Building a Binary Classification Model in PyTorch

The PyTorch library is a powerful tool for deep learning, often used to tackle regression and classification problems. In this article, you will learn how to use PyTorch to create and evaluate neural network models specifically for binary classification tasks.

By the end of this post, you will understand:

How to load training data and prepare it for use in PyTorch.
How to design and train a neural network for binary classification.
How to evaluate model performance using k-fold cross-validation.
How to run a model in inference mode.
How to create a receiver operating characteristics (ROC) curve to assess model performance.

Table of Contents

Let’s Get Started

Description of the Dataset

In this tutorial, we will be utilizing the Sonar dataset, which consists of sonar chirp returns reflecting off various surfaces. The dataset has 60 input variables representing the strength of returns at different angles. The task is to classify these returns into two categories: rocks or metal cylinders.

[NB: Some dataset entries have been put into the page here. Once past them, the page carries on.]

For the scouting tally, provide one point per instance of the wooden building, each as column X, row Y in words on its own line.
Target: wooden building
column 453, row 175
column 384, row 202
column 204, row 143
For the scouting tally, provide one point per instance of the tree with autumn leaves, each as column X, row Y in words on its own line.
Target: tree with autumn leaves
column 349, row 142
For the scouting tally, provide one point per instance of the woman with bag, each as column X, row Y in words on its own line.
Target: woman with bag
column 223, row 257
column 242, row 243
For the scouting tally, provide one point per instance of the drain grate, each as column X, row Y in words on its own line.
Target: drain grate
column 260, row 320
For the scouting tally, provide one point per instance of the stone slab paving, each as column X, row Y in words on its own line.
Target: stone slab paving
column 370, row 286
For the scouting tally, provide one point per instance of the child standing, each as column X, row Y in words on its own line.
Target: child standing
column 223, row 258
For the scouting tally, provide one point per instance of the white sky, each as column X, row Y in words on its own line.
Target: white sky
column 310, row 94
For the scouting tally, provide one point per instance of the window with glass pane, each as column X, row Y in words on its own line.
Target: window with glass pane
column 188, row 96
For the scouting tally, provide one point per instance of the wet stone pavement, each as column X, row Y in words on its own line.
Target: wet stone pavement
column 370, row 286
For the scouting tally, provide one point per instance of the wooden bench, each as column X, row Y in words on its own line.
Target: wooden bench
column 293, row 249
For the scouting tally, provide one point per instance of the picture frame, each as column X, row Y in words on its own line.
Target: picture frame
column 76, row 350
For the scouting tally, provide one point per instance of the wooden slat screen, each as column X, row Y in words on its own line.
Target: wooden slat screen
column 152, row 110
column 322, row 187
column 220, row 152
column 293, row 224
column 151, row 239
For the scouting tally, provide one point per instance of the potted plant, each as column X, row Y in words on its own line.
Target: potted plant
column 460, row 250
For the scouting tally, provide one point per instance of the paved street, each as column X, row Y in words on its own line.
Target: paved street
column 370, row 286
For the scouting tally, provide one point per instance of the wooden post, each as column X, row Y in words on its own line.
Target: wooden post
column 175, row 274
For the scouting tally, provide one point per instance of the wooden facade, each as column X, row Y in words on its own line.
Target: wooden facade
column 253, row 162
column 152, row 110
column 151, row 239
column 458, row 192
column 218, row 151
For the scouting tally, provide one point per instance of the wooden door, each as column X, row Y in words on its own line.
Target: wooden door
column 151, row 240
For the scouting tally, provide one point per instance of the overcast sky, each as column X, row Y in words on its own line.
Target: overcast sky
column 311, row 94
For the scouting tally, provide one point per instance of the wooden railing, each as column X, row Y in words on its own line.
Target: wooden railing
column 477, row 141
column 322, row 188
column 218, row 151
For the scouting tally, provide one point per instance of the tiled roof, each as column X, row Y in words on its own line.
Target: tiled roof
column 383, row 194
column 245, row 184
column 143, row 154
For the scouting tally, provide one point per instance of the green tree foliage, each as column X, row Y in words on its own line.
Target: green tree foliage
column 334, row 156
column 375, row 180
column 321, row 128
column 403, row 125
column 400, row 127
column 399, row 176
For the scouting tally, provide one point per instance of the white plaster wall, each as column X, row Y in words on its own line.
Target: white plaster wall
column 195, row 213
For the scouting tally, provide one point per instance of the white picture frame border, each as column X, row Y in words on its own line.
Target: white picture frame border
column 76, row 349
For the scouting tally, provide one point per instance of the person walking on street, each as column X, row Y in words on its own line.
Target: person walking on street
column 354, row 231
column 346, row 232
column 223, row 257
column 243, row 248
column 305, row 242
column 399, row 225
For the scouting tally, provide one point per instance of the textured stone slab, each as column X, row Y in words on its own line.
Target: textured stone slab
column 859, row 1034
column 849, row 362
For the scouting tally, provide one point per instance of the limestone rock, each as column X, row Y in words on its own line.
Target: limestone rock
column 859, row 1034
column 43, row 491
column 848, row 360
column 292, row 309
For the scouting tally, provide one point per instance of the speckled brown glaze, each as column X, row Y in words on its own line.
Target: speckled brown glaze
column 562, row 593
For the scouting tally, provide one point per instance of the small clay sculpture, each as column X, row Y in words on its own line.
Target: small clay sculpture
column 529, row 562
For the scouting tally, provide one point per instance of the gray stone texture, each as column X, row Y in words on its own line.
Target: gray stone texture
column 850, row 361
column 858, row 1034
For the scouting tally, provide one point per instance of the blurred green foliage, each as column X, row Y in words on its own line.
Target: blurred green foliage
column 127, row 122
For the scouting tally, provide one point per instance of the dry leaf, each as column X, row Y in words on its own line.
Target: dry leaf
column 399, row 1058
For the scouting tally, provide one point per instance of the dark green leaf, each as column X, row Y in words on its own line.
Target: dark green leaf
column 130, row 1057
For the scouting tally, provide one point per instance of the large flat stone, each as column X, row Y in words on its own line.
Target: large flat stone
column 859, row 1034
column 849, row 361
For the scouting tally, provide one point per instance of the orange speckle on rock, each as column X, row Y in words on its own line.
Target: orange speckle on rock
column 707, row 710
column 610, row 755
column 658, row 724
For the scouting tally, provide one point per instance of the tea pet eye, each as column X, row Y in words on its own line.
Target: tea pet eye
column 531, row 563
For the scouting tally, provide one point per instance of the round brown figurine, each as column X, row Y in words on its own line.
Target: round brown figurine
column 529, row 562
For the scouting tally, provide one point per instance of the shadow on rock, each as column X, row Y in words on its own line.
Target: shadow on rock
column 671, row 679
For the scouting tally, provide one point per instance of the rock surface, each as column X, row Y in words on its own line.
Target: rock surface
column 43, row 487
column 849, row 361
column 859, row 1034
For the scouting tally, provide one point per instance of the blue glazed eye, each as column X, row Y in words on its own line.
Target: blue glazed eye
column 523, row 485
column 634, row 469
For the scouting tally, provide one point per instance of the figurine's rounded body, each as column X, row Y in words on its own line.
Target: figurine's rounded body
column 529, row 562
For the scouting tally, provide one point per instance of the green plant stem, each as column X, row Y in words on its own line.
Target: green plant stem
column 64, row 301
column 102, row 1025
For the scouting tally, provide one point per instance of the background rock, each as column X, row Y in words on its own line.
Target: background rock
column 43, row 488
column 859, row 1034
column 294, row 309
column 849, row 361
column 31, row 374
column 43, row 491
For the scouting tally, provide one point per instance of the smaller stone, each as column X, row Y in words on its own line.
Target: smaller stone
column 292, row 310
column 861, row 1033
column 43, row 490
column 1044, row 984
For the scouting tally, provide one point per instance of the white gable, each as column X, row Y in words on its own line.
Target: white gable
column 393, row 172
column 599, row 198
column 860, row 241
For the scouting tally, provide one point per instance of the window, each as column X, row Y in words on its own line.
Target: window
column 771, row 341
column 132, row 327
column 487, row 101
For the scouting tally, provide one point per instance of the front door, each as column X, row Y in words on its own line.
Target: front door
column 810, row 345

You can download the dataset from the UCI Machine Learning repository and save it as sonar.csv in your working directory.

This dataset is a great choice for benchmark testing as it’s well-understood. All input features are continuous, typically ranging between 0 and 1, while the output variable is labeled as “M” for mine and “R” for rock. These labels must be converted to numerical values (1 and 0, respectively).

To convert the labels, we will utilize the LabelEncoder from Scikit-learn after loading the dataset with pandas:

import pandas as pd
from sklearn.preprocessing import LabelEncoder

# Load the dataset
data = pd.read_csv("sonar.csv", header=None)
X = data.iloc[:, 0:60]
y = data.iloc[:, 60]

# Convert string labels to integers
encoder = LabelEncoder()
encoder.fit(y)
y = encoder.transform(y)

You can check the labels using:

print(encoder.classes_)

This will output:

['M' 'R']

When you print y, you’ll see:

[1 1 1 ... 0 0 0]

This indicates that the labels have been successfully converted to 0s and 1s.

Next, it’s time to convert the dataset into PyTorch tensors:

import torch

X = torch.tensor(X.values, dtype=torch.float32)
y = torch.tensor(y, dtype=torch.float32).reshape(-1, 1)

Creating the Model

Now it’s time to define the neural network model for our binary classification task.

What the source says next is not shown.